A Bridge to Understanding Indigenous Culture

The Tomaquag Museum is Rhode Island’s only museum dedicated to telling the story of the state’s Indigenous people. Founded in 1958, the museum’s mission includes educating the public and promoting thoughtful dialogue about Indigenous history, culture, and arts, engaging the population of Southern Rhode Island and the state’s 8,000 Indigenous residents.

Every year, artists, researchers, students, and travelers from around the world visit the museum’s exhibits which are also a popular resource for Rhode Island and Southern New England communities.
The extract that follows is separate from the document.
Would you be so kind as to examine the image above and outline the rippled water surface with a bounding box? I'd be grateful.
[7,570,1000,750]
The museum engages, educates, and provides authentic experiences for visitors and partners by incorporating Indigenous elders, storytellers, art educators, and Native artists into exhibits as well as partner programs and festivals. The museum’s efforts have impacted the Indigenous community, raising self-esteem, increasing cultural knowledge, providing a venue to explore Indigenous history, and serving as a voice for Rhode Island’s Indigenous people.

Encouraging Storytelling Through Arts and Wellness

The museum hosts an arts and wellness series with the goal of empowering and engaging Indigenous communities. Series segments focus on topics relevant to the community, such as mental health and wellness, exploration of food resources, environmental impact, and historical trauma. The discussions are followed by group art projects that connect the discussion themes with artistic expression. Once a year, projects are put on display at the museum for the public consumption.

Podcasts: New Spin on Oral History

The museum understands that the Indigenous people they represent do not always realize that they have a story to tell. Through the “Indigenous Lifeways” podcast, the museum explores these stories and amplifies the Indigenous voice. Podcasts reached over 9,000 downloads as of January 2016, demonstrating the museum’s achievements in encouraging Indigenous people to document their stories.

Many of the Tomaquag Museum offsite community outreach programs include museum staff providing lectures to educational or like-minded institutions. One of the most popular lecture series, I’m Not Your Mascot, details the struggles of Indigenous populations with sports teams using figures from their history for sports mascots. I’m Not Your Mascot program encourages Indigenous people to retell their history through involvement with museum activities, exhibits, and lectures.